You might want to consider theory around a fly-back transformer. When a core becomes saturated the magnetic field is distorted around the gap in a ferromagnetic material. This distortion will collapse yielding an additional energy. You will find a flyback transformer on CRTs. I just removed one last night to experiment with. An extra winding is put around the secondary to feed back this energy into the primary. This will boost the voltage output over a normally wound transformer. I wanted the ferromagnetic material more then I wanted the winding and circuits. I went down this rabbit hole because i am working on a magnetic loop antenna and wanted to know more about magnetic circuits. and ran across fly back transformer that used this property. It is a very real phenomena.
Oh No Mr Bill!, here we go again!, folks that don't appreciate the mysteries of the universe
might want to skip over this post!
the energy in a magnetic field per unit volume is
E = 1/2 B^2 / Mu,
B is the magnetic field (flux per unit cross sectional area),
Mu is the permeability of the medium
the permeability of iron is roughly 3 x 10^-3 Henries (times length divided by area)
the permeability of air is roughly 1 x 10^-6 Henries (times length divided by area)
so the energy in an air gap is larger per unit volume than in iron,
but the total energy depend on the total volume of each (intuitively, it takes more
energy to create a magnetic field in air than in iron, so there is more energy stored
in air than in iron given the same field strength and material volume, though in a transformer,
or generator, or alternator, these are never the same volume).
air gaps are typically very thin, compared to their cross section, they contain very little
volume, but this is measurable and the contribution to total energy is calculable, and
hence the division between energy in the iron core and the air gap is calculable, though
as DK points out this division ratio isn't really important.
but the air gap geometry, typically being thin with a large surface area, means the fringe
lines of magnetic field that bulge out around the gap are negligible, IE its not the distortion
of the field that matters.
it is my belief (I could be wrong here, might need some myth busting !) is that the reason
for the air gap in a flyback transformer is to avoid saturation of the core, so that its response
to the applied ampere-turns is more linear which makes the oscillator easier to design.

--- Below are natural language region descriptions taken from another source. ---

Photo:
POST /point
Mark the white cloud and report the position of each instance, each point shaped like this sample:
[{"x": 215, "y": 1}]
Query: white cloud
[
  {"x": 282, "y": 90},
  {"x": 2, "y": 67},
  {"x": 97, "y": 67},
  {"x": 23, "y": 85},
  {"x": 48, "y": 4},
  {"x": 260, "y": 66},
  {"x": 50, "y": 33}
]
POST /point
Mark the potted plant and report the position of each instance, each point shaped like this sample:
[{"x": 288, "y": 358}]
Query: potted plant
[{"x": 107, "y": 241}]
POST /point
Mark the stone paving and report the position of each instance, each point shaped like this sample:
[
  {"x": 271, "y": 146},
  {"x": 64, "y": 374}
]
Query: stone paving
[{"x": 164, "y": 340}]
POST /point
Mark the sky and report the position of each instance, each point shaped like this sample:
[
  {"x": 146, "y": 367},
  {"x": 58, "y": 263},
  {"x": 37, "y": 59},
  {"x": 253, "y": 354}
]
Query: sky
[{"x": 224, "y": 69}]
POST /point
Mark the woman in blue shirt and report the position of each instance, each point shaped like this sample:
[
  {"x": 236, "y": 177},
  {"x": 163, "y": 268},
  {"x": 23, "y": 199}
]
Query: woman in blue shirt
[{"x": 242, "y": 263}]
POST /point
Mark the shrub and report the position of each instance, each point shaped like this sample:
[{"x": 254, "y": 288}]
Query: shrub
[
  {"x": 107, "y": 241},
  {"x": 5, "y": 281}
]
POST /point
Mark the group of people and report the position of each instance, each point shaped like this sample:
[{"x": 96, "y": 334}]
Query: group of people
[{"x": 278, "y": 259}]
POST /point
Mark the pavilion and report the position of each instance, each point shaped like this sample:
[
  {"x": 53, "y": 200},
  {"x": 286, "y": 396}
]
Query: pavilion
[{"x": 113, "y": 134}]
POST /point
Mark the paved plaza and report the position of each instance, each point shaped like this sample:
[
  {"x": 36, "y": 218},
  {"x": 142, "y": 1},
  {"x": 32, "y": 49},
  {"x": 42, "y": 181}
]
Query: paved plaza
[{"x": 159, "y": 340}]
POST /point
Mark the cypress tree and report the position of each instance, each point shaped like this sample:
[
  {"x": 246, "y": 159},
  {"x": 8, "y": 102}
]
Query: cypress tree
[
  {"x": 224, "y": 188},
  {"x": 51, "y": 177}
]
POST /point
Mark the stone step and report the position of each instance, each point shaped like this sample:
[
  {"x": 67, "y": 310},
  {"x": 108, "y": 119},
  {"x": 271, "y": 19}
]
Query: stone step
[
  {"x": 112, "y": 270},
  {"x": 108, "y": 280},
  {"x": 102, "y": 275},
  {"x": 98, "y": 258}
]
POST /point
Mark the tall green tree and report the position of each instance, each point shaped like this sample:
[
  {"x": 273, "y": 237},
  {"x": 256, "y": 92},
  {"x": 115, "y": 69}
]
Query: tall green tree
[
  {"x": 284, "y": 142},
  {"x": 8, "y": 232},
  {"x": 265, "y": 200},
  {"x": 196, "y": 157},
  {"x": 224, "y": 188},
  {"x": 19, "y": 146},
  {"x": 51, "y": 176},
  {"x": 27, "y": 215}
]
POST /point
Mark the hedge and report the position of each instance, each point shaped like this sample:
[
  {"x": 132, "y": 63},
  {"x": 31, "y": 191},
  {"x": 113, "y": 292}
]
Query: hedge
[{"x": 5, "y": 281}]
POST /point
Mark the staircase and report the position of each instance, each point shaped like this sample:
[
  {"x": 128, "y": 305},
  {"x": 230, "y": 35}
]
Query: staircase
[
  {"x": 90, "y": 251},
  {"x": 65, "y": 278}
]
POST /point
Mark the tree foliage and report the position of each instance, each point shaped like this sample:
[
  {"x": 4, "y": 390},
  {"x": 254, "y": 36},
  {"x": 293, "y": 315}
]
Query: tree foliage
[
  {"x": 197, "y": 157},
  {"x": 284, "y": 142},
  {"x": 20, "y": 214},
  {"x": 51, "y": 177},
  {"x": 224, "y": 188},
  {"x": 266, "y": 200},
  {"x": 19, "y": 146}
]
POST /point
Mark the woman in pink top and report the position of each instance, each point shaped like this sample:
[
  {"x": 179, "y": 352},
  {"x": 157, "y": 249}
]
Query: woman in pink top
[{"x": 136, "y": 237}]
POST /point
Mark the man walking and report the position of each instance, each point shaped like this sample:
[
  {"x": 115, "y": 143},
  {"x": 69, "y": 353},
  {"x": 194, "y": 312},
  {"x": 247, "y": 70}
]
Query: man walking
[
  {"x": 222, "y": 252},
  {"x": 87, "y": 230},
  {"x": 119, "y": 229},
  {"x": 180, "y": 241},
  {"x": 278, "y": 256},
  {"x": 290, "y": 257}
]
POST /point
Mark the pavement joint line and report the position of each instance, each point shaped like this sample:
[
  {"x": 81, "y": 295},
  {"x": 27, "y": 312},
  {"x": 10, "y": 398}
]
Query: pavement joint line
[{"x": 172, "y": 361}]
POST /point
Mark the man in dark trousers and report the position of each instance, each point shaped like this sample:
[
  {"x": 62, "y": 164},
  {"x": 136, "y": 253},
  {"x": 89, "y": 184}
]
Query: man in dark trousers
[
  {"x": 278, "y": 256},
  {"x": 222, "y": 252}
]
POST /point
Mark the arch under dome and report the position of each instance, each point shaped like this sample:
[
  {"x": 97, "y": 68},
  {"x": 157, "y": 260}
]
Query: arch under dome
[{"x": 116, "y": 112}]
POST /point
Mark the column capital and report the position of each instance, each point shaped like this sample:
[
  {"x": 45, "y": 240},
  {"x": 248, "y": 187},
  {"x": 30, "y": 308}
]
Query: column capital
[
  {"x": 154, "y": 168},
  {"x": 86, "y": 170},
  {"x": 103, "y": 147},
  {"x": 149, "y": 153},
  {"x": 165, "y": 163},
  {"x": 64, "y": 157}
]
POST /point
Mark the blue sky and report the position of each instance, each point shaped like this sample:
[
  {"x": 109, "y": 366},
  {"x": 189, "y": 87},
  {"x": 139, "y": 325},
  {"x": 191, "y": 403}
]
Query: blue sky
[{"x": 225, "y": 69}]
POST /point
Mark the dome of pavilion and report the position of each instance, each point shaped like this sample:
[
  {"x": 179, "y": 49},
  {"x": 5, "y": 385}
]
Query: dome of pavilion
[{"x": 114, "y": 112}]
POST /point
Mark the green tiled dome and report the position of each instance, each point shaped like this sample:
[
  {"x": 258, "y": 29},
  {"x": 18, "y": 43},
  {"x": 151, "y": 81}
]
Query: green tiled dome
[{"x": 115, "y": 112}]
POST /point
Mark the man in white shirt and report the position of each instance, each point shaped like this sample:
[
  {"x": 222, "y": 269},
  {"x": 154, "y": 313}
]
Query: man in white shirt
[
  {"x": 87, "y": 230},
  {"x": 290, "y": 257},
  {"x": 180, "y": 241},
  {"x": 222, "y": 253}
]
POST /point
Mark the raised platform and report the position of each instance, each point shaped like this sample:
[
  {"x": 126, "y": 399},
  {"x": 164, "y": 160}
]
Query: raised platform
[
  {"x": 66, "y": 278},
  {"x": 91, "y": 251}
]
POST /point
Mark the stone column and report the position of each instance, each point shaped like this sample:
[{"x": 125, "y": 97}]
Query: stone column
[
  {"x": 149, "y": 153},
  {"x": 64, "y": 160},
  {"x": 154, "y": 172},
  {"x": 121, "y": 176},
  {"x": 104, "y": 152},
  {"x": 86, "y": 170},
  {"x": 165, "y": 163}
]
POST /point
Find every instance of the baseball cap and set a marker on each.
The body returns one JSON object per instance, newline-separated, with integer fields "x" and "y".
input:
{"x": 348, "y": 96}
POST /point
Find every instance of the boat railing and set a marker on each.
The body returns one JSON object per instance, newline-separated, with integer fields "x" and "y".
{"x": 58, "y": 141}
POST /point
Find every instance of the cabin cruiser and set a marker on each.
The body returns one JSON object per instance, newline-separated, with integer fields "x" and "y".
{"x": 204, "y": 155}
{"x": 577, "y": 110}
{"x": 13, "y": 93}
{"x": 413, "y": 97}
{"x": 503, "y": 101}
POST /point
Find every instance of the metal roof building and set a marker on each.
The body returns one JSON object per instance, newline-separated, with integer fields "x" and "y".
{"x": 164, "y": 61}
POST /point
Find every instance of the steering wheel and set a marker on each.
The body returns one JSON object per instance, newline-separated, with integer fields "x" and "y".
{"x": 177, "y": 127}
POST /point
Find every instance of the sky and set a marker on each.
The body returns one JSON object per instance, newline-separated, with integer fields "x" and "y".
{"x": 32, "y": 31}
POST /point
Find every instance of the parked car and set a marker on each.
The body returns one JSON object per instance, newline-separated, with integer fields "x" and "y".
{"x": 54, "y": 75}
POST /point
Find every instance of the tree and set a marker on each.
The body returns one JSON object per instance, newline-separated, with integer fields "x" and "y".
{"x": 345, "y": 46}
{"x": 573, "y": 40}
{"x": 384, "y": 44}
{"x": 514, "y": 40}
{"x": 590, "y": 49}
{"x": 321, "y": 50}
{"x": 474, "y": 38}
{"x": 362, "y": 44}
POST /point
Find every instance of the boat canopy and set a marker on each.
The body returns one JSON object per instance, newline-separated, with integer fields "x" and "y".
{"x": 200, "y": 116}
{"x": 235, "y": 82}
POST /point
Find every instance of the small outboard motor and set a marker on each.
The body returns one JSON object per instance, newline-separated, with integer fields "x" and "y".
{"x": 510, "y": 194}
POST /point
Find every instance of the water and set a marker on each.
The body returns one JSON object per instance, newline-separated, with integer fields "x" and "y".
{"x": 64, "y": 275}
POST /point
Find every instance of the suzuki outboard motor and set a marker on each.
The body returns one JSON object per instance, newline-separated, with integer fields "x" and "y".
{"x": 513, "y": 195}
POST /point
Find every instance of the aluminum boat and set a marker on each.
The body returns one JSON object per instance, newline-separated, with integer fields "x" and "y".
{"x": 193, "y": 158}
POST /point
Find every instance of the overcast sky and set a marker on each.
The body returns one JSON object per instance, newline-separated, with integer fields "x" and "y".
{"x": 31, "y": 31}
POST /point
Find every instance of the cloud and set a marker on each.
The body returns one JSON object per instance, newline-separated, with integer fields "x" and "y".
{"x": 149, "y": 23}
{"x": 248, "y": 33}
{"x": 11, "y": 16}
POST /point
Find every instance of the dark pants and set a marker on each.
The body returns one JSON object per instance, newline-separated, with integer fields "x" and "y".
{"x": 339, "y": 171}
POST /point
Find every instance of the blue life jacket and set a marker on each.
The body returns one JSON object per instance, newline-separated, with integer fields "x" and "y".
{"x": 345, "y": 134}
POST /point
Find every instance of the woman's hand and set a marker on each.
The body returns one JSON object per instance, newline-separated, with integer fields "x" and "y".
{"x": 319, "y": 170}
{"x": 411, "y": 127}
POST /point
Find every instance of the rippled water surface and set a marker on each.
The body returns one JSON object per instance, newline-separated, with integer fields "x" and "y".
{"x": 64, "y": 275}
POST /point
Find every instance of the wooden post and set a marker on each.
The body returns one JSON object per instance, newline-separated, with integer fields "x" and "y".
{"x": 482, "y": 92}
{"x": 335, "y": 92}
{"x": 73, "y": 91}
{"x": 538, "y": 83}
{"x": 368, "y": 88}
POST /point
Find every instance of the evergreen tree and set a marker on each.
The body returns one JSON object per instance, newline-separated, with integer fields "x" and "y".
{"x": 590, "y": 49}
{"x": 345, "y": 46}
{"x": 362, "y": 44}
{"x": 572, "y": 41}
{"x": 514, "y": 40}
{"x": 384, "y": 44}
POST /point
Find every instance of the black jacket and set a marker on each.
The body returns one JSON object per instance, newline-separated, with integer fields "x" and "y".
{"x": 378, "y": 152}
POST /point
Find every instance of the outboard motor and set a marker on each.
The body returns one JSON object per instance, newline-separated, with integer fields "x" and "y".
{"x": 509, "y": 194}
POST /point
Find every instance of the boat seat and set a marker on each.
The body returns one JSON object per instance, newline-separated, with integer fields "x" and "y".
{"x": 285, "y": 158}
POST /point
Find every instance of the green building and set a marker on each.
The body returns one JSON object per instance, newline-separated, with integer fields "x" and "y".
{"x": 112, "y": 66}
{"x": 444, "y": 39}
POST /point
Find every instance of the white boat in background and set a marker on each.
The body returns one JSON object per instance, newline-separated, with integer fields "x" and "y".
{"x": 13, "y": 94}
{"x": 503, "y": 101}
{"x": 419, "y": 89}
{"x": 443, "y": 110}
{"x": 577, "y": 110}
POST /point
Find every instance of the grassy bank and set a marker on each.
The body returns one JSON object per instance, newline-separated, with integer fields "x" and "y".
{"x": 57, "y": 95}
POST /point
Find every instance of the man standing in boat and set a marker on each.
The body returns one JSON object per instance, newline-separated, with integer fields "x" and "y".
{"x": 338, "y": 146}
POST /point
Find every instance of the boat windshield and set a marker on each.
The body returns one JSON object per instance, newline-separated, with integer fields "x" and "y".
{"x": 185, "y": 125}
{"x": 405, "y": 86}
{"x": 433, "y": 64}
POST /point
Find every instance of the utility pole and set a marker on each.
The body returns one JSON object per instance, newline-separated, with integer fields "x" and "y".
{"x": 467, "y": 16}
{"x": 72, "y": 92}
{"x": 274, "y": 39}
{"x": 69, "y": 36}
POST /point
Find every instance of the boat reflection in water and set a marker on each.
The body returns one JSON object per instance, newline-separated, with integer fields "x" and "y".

An additional reason is to get more energy per unit volume, reducing cost of materials (this
belief is backed up by google searches).
now back to CDI vs LDI, if DK needs to increase the inductance of the coil in order to
lengthen the spark's burn time in CDI, then an air gap in the coil is the wrong direction to
be looking since an air gap decreases the inductance of a coil (which can be compensated
for with more turns of wire, but then that multiplies how many turns needed in the secondary
so becomes a cost-of-materials, and overall size and weight of coil, issue).
I have played with flyback transformers, but have never designed the oscillator from scratch,
so I guess I need to do that some day to add to my knowledge of the mysteries of the universe.